Let's create a simple inference example to demonstrate how to use the trained model:

In [None]:
def predict_with_model(code_text, model, tokenizer, device):
    """Make a prediction with the trained model.
    
    Args:
        code_text: Swift code text to classify
        model: Trained model
        tokenizer: Tokenizer
        device: Device to run inference on
        
    Returns:
        Prediction label and confidence score
    """
    # Tokenize the input
    inputs = tokenizer(
        code_text,
        padding=True,
        truncation=True,
        max_length=MAX_SEQ_LENGTH,
        return_tensors="pt"
    ).to(device)
    
    # Make prediction
    with torch.no_grad():
        outputs = model(**inputs)
        logits = outputs.logits
        probabilities = torch.nn.functional.softmax(logits, dim=-1)
    
    # Get prediction and confidence
    predicted_class = torch.argmax(probabilities, dim=-1).item()
    confidence = probabilities[0, predicted_class].item()
    
    return predicted_class, confidence

# Example Swift code
example_code = """
import Foundation

struct Person {
    let name: String
    let age: Int
    
    func greet() -> String {
        return "Hello, my name is \(name) and I am \(age) years old."
    }
}

let john = Person(name: "John", age: 30)
print(john.greet())
"""

# Make a prediction
try:
    predicted_class, confidence = predict_with_model(example_code, merged_model, tokenizer, device)
    print(f"Prediction: {'Package.swift' if predicted_class == 1 else 'Not Package.swift'}")
    print(f"Confidence: {confidence:.4f}")
except Exception as e:
    print(f"Error making prediction: {e}")

## Conclusion

In this notebook, we've fine-tuned the CodeBERT model on Swift code using LoRA for efficient training.
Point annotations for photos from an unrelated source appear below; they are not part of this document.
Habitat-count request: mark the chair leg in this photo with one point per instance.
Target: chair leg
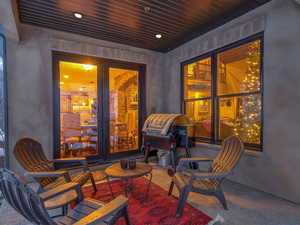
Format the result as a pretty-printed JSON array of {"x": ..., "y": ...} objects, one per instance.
[
  {"x": 93, "y": 183},
  {"x": 126, "y": 217},
  {"x": 64, "y": 210},
  {"x": 220, "y": 196},
  {"x": 171, "y": 188},
  {"x": 110, "y": 187},
  {"x": 182, "y": 199}
]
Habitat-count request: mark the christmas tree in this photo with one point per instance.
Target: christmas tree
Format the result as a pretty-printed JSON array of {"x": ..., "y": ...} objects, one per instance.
[{"x": 247, "y": 124}]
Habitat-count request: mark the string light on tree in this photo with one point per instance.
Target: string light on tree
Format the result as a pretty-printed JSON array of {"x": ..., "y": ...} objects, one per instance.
[{"x": 247, "y": 124}]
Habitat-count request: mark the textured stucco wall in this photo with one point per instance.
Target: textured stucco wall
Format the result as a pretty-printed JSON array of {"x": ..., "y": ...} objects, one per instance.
[
  {"x": 30, "y": 79},
  {"x": 276, "y": 169}
]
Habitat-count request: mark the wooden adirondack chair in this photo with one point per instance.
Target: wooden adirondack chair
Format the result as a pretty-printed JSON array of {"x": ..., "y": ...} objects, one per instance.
[
  {"x": 207, "y": 183},
  {"x": 30, "y": 155},
  {"x": 32, "y": 205}
]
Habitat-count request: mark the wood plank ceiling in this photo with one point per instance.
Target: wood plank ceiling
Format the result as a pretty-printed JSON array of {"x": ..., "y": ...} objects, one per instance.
[{"x": 135, "y": 22}]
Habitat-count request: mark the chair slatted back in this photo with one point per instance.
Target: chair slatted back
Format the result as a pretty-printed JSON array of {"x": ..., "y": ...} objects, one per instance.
[
  {"x": 231, "y": 151},
  {"x": 23, "y": 199},
  {"x": 30, "y": 155}
]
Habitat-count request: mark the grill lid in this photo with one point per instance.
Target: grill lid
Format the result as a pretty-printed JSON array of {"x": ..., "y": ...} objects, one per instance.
[{"x": 160, "y": 124}]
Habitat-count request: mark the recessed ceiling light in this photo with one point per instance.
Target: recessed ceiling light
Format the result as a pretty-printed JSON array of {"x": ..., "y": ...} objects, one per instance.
[
  {"x": 147, "y": 9},
  {"x": 87, "y": 66},
  {"x": 159, "y": 36},
  {"x": 78, "y": 15}
]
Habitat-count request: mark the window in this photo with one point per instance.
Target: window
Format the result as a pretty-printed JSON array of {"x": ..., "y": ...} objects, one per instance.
[
  {"x": 3, "y": 101},
  {"x": 222, "y": 93}
]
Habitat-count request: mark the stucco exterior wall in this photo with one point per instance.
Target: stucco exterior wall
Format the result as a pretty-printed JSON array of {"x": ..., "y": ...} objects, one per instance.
[
  {"x": 276, "y": 169},
  {"x": 30, "y": 79}
]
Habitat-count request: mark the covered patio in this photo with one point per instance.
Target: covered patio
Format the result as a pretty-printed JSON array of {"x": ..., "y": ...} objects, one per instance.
[{"x": 149, "y": 112}]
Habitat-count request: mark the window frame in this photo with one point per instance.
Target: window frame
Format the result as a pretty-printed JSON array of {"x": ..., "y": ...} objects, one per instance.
[
  {"x": 215, "y": 115},
  {"x": 5, "y": 101}
]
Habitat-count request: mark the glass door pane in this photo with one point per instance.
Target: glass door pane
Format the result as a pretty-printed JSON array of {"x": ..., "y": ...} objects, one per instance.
[
  {"x": 78, "y": 109},
  {"x": 123, "y": 109},
  {"x": 2, "y": 105}
]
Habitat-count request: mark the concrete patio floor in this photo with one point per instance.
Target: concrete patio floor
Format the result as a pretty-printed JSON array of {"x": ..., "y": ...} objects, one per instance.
[{"x": 247, "y": 206}]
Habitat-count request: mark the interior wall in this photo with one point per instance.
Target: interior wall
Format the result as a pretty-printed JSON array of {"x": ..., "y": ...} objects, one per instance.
[
  {"x": 276, "y": 169},
  {"x": 30, "y": 79}
]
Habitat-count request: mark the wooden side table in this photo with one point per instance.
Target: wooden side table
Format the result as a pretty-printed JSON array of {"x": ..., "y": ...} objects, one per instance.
[{"x": 142, "y": 169}]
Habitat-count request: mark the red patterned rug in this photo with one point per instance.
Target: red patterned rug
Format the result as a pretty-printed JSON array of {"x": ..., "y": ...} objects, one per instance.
[{"x": 158, "y": 209}]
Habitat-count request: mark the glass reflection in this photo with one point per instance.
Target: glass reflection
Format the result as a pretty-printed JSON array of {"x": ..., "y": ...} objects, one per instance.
[
  {"x": 2, "y": 105},
  {"x": 78, "y": 109},
  {"x": 123, "y": 106},
  {"x": 197, "y": 79}
]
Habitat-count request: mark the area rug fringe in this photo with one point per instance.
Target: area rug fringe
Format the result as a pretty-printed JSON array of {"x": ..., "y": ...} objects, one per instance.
[{"x": 217, "y": 220}]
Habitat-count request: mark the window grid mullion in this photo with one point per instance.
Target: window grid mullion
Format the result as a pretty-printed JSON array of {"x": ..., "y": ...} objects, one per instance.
[{"x": 215, "y": 112}]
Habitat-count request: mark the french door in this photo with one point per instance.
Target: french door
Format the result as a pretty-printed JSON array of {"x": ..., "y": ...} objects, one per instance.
[{"x": 98, "y": 106}]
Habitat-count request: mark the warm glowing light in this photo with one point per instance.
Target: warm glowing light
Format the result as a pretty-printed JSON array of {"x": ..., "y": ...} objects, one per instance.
[
  {"x": 78, "y": 15},
  {"x": 87, "y": 66},
  {"x": 158, "y": 36}
]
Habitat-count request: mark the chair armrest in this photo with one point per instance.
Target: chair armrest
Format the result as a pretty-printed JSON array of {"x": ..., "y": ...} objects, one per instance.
[
  {"x": 104, "y": 212},
  {"x": 196, "y": 159},
  {"x": 202, "y": 175},
  {"x": 61, "y": 173},
  {"x": 184, "y": 161},
  {"x": 81, "y": 160},
  {"x": 46, "y": 174},
  {"x": 73, "y": 159},
  {"x": 61, "y": 189}
]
The model can now be used for code understanding tasks related to Swift.

Key optimizations implemented:

1. **LoRA (Low-Rank Adaptation)** for efficient fine-tuning with significantly fewer parameters
2. **Mixed precision training** for faster computation
3. **Gradient checkpointing** to reduce memory usage
4. **Dynamic batch sizing** based on available hardware
5. **Efficient data loading** with multiprocessing
6. **Memory management** with garbage collection and cache clearing
7. **Optimized tokenization** with batched processing
8. **Proper stratification** using scikit-learn instead of datasets library
9. **Improved checkpoint handling** for reliable training resumption

The model is now ready for deployment in your applications!

### Benefits of LoRA

By using LoRA, we achieved:
- **Faster training**: Training completes in significantly less time
- **Lower memory usage**: Reduced memory footprint allows for larger batch sizes
- **Smaller model size**: The adapter is much smaller than a fully fine-tuned model
- **Comparable performance**: Results are similar to full fine-tuning

This approach is ideal for efficiently adapting large pre-trained models to specific tasks with limited computational resources.